L'administrateur système se trouve dès lors dans une position délicate : il doit au titre de ses obligations professionnelles surveiller l'activité des salariés sur Internet, ce qui peut l'amener à prendre connaissance de messages de nature strictement privée. Mais dès lors, il risque de commettre une infraction au regard du principe de secret des correspondances…

Certains, dont la CNIL, ont préconisé que le message soit considéré comme privé, donc inviolable, dès lors qu'il porterait la mention "personnel". Sauf le respect que nous portons à cette vénérable institution, c'est totalement irréaliste : il suffirait qu'un salarié appose la mention "personnel" sur un e-mail pour sortir d'un simple clic tous les fichiers clients de l'entreprise au nez et à la barbe des administrateurs systèmes sans que ceux-ci, l'eussent-ils vu, puissent rien y redire !

Il faut regarder les choses en face : un administrateur système doit pouvoir accéder à tous les messages échangés, et ce indépendamment de leur qualification apparente. Le vrai problème est : quel usage peut-il en faire ? peut-il divulguer à sa hiérarchie tous les e-mails d'un salarié, y compris ceux qui sont manifestement privés et sans rapport avec son activité professionnelle ? et quelles sanctions disciplinaires encoure-t-il si, en son âme et conscience, il refuse de diffuser de tels messages, qui dévoileraient par exemple l'état de santé ou les mœurs d'un salarié ?

IV - De la charte internet à la protection légale

C'est la difficulté à laquelle se trouvent confrontées toutes les entreprises qui rédigent des chartes internet. Nous pensons que la meilleure solution consiste à préciser dans la charte que les administrateurs systèmes pourront avoir accès à des données personnelles des salariés, mais qu'ils sont soumis à une obligation stricte de confidentialité. En vertu de cette obligation, ils ne communiqueront à leur hiérarchie que les messages ayant un rapport avec l'activité professionnelle du salarié.

C'est loin d'être parfait : d'abord parce que l'administrateur système est seul juge de ce qui a - ou non, un rapport avec l'activité professionnelle. Ensuite parce que, en l'absence d'un statut légal protecteur, on peut imaginer qu'un administrateur dévoilera tout de même les informations demandées à sa hiérarchie s'il est menacé de sanctions disciplinaires.

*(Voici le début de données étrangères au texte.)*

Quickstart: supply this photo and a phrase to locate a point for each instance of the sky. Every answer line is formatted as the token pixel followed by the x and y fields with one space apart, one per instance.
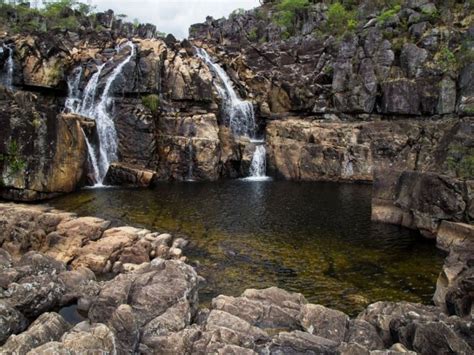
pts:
pixel 174 16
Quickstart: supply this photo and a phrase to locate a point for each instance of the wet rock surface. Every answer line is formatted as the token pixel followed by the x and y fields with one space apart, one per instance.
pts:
pixel 150 305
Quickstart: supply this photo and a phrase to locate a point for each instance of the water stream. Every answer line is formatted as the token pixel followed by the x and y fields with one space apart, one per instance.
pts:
pixel 100 110
pixel 239 115
pixel 313 238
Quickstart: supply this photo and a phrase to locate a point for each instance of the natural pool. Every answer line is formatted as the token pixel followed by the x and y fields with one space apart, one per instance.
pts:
pixel 313 238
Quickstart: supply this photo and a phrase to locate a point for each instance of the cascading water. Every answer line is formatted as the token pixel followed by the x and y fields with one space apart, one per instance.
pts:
pixel 190 160
pixel 100 111
pixel 73 100
pixel 7 76
pixel 258 166
pixel 239 115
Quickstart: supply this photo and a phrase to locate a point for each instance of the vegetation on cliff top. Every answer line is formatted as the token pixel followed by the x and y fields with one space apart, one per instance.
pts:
pixel 20 17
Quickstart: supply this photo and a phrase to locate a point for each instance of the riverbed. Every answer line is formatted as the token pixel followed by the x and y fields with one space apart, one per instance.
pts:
pixel 313 238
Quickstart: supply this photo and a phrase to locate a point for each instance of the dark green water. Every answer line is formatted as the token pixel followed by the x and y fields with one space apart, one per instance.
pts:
pixel 313 238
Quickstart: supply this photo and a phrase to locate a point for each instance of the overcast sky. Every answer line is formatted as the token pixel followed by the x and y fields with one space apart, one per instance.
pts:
pixel 174 16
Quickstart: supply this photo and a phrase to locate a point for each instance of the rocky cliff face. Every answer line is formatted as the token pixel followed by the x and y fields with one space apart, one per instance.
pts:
pixel 390 91
pixel 165 111
pixel 394 91
pixel 50 259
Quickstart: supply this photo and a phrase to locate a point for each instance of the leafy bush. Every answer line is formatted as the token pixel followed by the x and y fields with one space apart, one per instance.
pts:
pixel 286 13
pixel 461 161
pixel 252 34
pixel 388 14
pixel 152 102
pixel 237 12
pixel 340 19
pixel 465 55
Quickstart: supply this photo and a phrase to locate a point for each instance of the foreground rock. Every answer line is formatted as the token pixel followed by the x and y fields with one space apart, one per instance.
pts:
pixel 82 242
pixel 150 305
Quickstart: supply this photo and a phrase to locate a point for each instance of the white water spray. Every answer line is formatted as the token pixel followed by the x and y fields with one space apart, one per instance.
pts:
pixel 92 159
pixel 190 161
pixel 100 111
pixel 73 100
pixel 258 166
pixel 239 115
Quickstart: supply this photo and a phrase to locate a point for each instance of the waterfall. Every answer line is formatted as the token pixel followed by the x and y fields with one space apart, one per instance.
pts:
pixel 190 160
pixel 100 111
pixel 239 114
pixel 7 76
pixel 73 100
pixel 258 166
pixel 92 159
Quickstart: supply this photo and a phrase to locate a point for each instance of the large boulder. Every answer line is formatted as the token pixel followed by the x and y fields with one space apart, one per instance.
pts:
pixel 47 327
pixel 43 153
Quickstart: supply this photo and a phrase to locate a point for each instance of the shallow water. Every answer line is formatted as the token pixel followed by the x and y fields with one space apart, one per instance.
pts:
pixel 313 238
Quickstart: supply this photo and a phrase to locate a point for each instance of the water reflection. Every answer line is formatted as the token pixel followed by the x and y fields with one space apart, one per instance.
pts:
pixel 314 238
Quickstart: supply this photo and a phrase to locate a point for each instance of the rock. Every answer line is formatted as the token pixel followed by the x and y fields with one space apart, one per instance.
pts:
pixel 268 308
pixel 447 96
pixel 179 243
pixel 352 349
pixel 47 327
pixel 52 150
pixel 78 284
pixel 164 239
pixel 174 319
pixel 363 333
pixel 412 58
pixel 120 174
pixel 228 329
pixel 382 315
pixel 418 200
pixel 144 291
pixel 84 337
pixel 400 97
pixel 298 342
pixel 324 322
pixel 126 329
pixel 455 235
pixel 433 337
pixel 11 321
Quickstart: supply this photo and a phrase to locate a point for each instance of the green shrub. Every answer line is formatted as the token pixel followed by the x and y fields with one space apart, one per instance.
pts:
pixel 340 19
pixel 286 13
pixel 237 12
pixel 252 34
pixel 460 160
pixel 465 55
pixel 152 102
pixel 388 14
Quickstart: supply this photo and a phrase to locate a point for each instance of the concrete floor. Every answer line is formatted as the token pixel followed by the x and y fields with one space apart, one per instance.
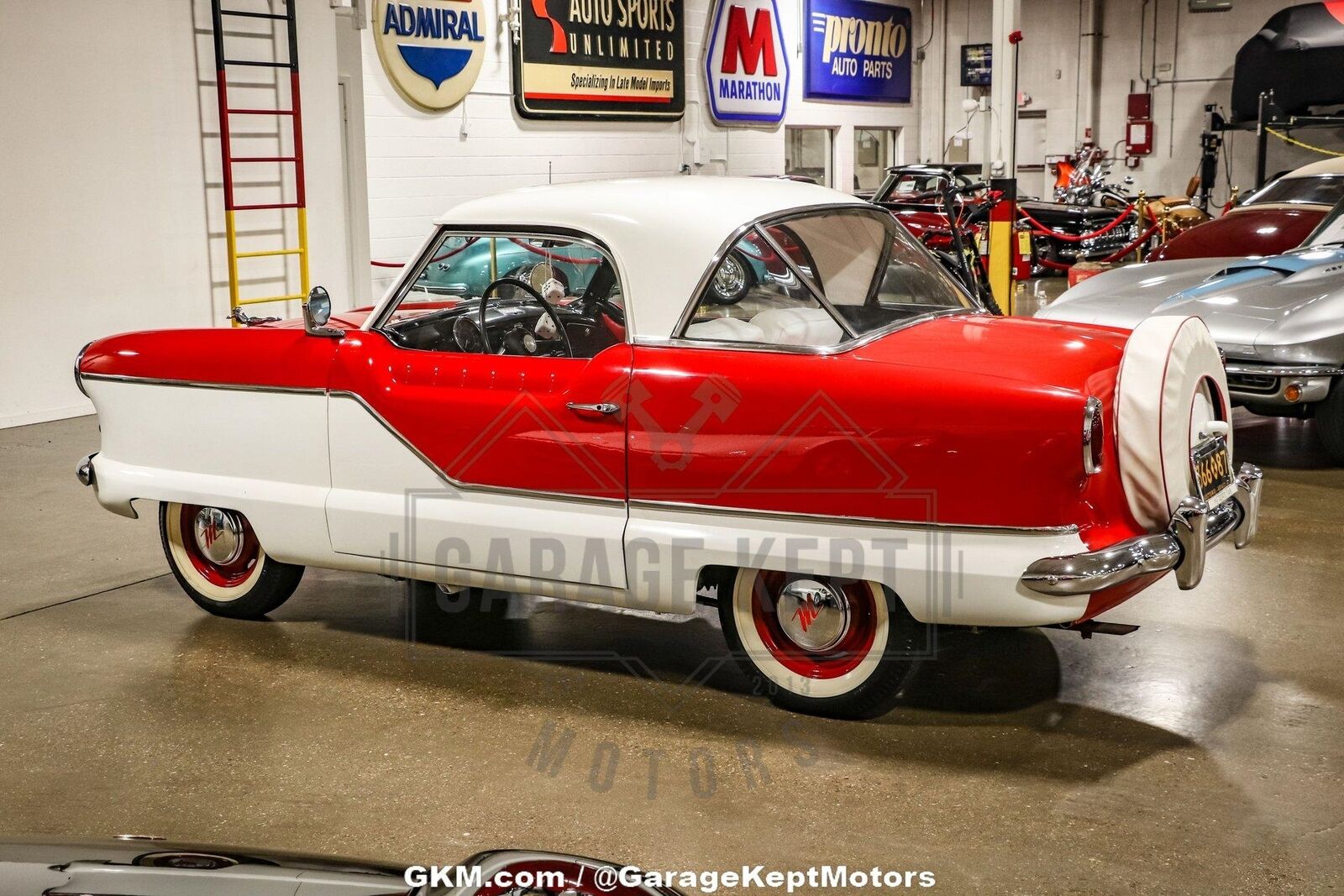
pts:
pixel 1200 754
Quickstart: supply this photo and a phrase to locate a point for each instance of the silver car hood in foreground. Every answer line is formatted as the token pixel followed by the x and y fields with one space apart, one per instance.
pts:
pixel 1283 309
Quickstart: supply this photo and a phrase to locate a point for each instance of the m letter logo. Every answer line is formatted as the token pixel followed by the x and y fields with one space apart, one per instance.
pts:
pixel 749 45
pixel 745 65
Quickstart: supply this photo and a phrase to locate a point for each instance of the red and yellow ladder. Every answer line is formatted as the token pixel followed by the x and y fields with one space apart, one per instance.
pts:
pixel 293 113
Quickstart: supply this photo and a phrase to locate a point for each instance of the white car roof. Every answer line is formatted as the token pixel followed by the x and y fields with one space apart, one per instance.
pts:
pixel 663 231
pixel 1316 168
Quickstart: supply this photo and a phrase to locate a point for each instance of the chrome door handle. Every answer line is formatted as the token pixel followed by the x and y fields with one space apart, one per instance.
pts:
pixel 601 407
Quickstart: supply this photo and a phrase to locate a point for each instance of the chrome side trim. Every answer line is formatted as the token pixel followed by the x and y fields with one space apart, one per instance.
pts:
pixel 85 472
pixel 235 387
pixel 1092 416
pixel 680 342
pixel 1195 528
pixel 1278 369
pixel 685 506
pixel 288 390
pixel 470 486
pixel 78 375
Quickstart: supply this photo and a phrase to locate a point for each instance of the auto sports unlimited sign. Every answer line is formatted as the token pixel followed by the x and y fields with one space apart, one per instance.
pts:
pixel 432 50
pixel 618 60
pixel 746 67
pixel 857 50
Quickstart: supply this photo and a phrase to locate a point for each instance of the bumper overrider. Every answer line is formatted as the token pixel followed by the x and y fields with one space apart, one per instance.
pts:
pixel 1194 530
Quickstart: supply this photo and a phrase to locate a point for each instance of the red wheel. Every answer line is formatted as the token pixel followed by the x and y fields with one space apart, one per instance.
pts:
pixel 219 562
pixel 819 644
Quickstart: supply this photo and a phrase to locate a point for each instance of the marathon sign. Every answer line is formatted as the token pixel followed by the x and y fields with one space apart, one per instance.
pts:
pixel 857 50
pixel 746 65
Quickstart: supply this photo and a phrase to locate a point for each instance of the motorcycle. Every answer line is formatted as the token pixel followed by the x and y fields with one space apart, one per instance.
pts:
pixel 1093 219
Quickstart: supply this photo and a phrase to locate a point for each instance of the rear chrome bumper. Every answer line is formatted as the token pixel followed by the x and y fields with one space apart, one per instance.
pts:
pixel 1194 530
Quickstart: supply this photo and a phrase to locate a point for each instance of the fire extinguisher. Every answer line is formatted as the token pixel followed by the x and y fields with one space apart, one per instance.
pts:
pixel 1021 253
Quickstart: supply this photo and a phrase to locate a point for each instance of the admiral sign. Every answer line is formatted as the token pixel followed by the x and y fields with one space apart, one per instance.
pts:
pixel 432 50
pixel 746 67
pixel 858 50
pixel 620 60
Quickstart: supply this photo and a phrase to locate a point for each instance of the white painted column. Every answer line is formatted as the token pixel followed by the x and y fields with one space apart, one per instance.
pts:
pixel 1003 93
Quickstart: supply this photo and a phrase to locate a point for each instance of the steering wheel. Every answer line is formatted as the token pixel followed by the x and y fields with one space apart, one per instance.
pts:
pixel 533 293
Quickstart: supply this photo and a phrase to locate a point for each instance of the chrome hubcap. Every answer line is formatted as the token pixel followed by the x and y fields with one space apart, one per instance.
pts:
pixel 813 614
pixel 730 278
pixel 219 535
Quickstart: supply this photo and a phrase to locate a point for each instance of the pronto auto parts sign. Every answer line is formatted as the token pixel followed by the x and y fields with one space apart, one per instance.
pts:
pixel 617 60
pixel 746 67
pixel 857 50
pixel 432 50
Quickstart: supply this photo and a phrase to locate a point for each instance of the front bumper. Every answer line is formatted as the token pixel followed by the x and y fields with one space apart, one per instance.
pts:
pixel 1194 530
pixel 1268 385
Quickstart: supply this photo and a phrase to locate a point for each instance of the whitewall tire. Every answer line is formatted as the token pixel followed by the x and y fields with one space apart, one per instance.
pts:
pixel 219 563
pixel 819 644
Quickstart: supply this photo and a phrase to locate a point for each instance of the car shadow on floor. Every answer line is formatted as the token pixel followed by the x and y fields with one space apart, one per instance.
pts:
pixel 990 700
pixel 1278 443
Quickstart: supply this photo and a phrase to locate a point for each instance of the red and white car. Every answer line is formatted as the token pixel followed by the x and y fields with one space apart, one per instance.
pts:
pixel 848 453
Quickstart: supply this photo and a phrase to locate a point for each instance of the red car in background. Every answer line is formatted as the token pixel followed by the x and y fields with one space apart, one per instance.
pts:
pixel 1269 222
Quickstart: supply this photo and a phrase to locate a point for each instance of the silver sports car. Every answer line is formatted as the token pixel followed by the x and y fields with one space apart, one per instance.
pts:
pixel 1278 320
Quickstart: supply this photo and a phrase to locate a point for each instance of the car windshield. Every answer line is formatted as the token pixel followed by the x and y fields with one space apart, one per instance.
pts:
pixel 1321 190
pixel 463 265
pixel 820 280
pixel 524 295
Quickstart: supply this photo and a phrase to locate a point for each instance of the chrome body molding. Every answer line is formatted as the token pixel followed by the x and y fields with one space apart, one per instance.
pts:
pixel 682 342
pixel 1093 429
pixel 84 472
pixel 302 390
pixel 234 387
pixel 819 517
pixel 459 484
pixel 1194 530
pixel 78 375
pixel 1283 369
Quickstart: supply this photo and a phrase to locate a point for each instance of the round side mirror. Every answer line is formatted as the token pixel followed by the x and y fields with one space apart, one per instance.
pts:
pixel 319 307
pixel 318 311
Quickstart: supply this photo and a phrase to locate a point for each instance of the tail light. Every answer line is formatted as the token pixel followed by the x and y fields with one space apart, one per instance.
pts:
pixel 1095 436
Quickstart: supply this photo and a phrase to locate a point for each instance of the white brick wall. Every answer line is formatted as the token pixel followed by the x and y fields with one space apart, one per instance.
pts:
pixel 421 163
pixel 1198 53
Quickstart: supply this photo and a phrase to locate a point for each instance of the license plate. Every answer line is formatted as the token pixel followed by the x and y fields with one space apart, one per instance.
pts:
pixel 1213 466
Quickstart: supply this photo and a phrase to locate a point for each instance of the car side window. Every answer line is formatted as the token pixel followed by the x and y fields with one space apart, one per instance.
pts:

En conclusion, nous approuvons fortement la suggestion faite par le Sénat dans la dernière version du projet de loi relatif à la protection des personnes physiques à l'égard des traitements de données à caractère personnel, tel que transmis à l'assemblée Nationale le 2 avril 2003. Le texte proposé par le Sénat préconise la création dans les entreprises d'un "correspondant à la protection des données à caractère personnel", qui serait chargé du respect des dispositions de la législation protectrice de la vie privée dans l'entité qui l'emploie. Le projet de loi prévoit que le correspondant ne pourrait pas faire l'objet de sanctions de la part de son employeur du fait de l'accomplissement de sa mission.

C'est encore bien loin d'être parfait, diront les esprits tatillons, puisque le correspondant est lui même un salarié de l'entreprise. Mais la perfection n'est pas de ce monde, et dans un monde devenu totalement dépendant de ses systèmes d'information, il est important de doter les administrateurs systèmes d'un statut et d'une éthique clairs et cohérents.